Webb Telescope Discovers Hidden Atmosphere on Molten Super-Earth TOI-561 b Despite Extreme Heat

Astronomers using NASA's James Webb Space Telescope have discovered the most direct evidence yet that a rocky planet orbiting a distant star has an atmosphere. The ultra-hot super-Earth TOI-561 b rushes around its star in fewer than 11 hours, all the while maintaining a substantial gaseous envelope over a global magma ocean. They reveal that while the extreme radiation of its nearby star would be expected to strip any atmosphere from the planet, observations show it is less dense than anticipated, a clue that stable reservoirs of gaseous volcanic materials exist atop its molten surface, erupting and then recondensing onto the planet in a new form.

Webb Telescope Reveals Ultra-Hot Super-Earth TOI-561 b Has Thick Atmosphere Despite Lava Surface

According to a report in The Astrophysical Journal Letters, researchers noted that TOI-561 b's radius is about 1.4 times Earth's, and it orbits extremely close to its star, less than one-fortieth the distance between Mercury and the Sun—locking one side permanently in daylight.
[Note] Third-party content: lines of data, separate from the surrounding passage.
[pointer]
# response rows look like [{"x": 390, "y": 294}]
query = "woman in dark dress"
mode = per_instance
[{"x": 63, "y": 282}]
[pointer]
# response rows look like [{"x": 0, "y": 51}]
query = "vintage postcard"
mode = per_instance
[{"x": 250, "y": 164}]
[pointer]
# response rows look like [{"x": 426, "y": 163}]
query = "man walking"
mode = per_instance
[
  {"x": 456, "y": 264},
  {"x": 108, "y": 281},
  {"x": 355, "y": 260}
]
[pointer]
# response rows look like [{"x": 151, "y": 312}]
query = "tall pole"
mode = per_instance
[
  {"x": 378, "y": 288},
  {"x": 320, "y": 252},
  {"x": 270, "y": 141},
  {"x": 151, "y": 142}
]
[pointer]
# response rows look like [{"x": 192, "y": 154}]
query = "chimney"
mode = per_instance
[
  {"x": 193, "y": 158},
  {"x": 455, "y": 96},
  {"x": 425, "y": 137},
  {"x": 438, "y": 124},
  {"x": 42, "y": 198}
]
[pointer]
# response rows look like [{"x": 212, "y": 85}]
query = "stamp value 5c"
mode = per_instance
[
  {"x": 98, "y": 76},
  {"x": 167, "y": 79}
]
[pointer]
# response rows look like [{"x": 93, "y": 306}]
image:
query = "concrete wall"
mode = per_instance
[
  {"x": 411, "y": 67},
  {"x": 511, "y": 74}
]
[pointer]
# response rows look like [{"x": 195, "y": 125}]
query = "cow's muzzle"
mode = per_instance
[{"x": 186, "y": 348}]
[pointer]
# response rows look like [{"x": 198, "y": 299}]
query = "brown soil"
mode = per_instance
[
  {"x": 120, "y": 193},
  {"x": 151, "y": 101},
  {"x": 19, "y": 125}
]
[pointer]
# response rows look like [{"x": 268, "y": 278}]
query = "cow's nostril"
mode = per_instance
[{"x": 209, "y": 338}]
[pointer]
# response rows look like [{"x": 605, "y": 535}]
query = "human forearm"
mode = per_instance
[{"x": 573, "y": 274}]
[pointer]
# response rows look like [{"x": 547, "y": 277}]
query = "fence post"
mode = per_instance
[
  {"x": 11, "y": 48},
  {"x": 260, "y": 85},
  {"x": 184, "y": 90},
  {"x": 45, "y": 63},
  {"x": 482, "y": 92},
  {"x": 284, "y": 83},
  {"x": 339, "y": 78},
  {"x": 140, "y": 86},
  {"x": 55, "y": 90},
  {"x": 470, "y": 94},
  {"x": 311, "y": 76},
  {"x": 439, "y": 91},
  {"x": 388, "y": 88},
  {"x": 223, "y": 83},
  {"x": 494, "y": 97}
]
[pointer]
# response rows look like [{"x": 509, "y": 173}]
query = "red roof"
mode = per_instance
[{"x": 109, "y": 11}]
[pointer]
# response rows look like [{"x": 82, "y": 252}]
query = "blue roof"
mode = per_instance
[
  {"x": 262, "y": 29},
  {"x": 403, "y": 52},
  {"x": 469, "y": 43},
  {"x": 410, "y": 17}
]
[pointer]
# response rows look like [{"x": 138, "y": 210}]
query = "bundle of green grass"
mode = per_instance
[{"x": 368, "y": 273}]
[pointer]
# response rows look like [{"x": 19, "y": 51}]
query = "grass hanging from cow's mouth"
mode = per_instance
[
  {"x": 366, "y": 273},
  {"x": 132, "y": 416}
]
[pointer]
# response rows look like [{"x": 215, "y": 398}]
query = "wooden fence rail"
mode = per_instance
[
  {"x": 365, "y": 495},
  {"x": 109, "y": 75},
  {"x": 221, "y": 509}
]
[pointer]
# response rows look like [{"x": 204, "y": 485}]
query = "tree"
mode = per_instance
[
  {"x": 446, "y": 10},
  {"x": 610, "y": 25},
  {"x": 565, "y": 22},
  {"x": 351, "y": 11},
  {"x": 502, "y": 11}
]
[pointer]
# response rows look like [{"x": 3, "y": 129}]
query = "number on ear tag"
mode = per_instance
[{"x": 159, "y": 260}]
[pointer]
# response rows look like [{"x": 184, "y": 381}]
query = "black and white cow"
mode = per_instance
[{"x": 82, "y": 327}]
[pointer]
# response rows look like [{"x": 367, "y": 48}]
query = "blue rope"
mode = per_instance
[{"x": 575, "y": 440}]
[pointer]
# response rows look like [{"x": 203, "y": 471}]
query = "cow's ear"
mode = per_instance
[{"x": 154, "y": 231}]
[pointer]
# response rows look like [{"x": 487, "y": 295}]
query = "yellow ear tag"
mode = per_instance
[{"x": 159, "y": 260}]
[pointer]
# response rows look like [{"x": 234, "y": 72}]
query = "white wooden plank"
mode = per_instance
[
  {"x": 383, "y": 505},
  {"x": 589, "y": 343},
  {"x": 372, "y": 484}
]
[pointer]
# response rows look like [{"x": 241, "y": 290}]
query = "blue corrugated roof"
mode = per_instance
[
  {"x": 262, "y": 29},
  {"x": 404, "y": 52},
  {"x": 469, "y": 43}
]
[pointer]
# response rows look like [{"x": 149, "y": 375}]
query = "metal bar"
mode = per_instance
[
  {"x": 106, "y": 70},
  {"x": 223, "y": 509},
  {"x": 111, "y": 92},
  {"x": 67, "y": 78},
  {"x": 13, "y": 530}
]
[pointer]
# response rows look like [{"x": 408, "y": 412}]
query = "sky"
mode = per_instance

Dr. Anjali Piette explained winds transfer heat to the nightside, while gases cool the atmosphere; Teske noted low density may result from a smaller iron core.

Webb's NIRSpec found the dayside at 1,800°C, indicating a thick atmosphere; Lichtenberg called it “a wet lava ball” balancing gases with its magma ocean.

Webb Observations Reveal TOI-561 b Defies Expectations, Retaining Atmosphere Despite Extreme Stellar Radiation

The observations come from Webb's General Observers Program 3860, which monitored the planet continuously for 37 hours over nearly four orbits. Scientists have now moved to map temperature differences across the planet and fully describe its atmospheric ingredients.

The find reignites the debate around whether such small planets can retain an atmosphere, under normal conditions, a necessity for life as we know it, under intense radiation.